Lesson 3: Morphology

Types of Morphemes

Morphemes: they are the smallest units of language, that is, any part of a word that cannot be broken down into smaller meaningful parts including the whole world itself. Examples: items, stems. The word ‘stems’ can be divided into meaningful parts (stem/ and plural suffix ‘s’). Neither of these can be divided into smaller parts that have meaning. For this reason ‘stem’ and ‘s’ are to be seen as morphemes. Free morphemes can stand alone as independent words ‘stem’, bound morphemes cannot stand alone as independent words and they need to be attached to other morphemes.

Affixes have plural ‘s’ and are always bound while sometimes ‘root’ can be bound. Examples: ‘meaning-ful or ceive of deceive’. Content morphemes are morphemes that have relatively more specific meaning than function morphemes and fall into the classes of Noun, Verb, Adjective, Adverb. Functional morphemes are morphemes that have relatively less specific meaning than content morphemes; their function consists of signalling relationships between other morphemes.

They generally fall into classes such as Articles (a, the) Prepositions (of, at), Auxiliary Verbs (was smiling, have opened). Simple words consist of single morphemes and the words cannot be analysed into smaller meaningful parts (item, dog, cat); complex words consist of root morphemes plus one or more affixes (items, dogs, reading, readers). Base is an element (free or bound, root morpheme or complex word) in which additional morphemes are attached. It is also called ‘stem’. A base can also be a single ‘root’ morpheme as in the following example: tolerant in intolerant. However the base can be regarded as a word itself that has more than one morpheme.

Here, there is an instance: ‘subconsciously: sub-conscious-ly’. We have the word ‘conscious’ as a base to form another word ‘subconsciously’. Root usually is free and is a morpheme around which words can be built thanks to the addition of affixes: the root ‘clear’ can have affixes added to it so as to form ‘clearer, clearest, unclear, clearly’. Affixes are bound morphemes which are attached to a base.
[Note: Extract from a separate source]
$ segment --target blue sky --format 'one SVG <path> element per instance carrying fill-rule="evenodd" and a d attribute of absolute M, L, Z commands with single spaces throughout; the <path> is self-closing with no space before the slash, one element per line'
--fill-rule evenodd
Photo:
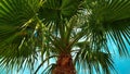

They are divided into ‘prefixes’ that are attached to the front of a base, ‘suffixes’ that are attached to the end of a base and ‘infixes’ that are rarely found in English and are inserted inside of a root. Examples: prefix ‘de’ (decodify), (deambulation), (decoder); ‘un’ (untrue), (untidy); suffix ‘ly’ (manily), ‘able’ (capable), ‘ous’ (dangerous). Examples with both prefixes and subfixes are ‘unspeakable’(un-speak-able), ‘subconsciously’ (sub-conscious-ly), ‘unbelievable’ (un-believe-able).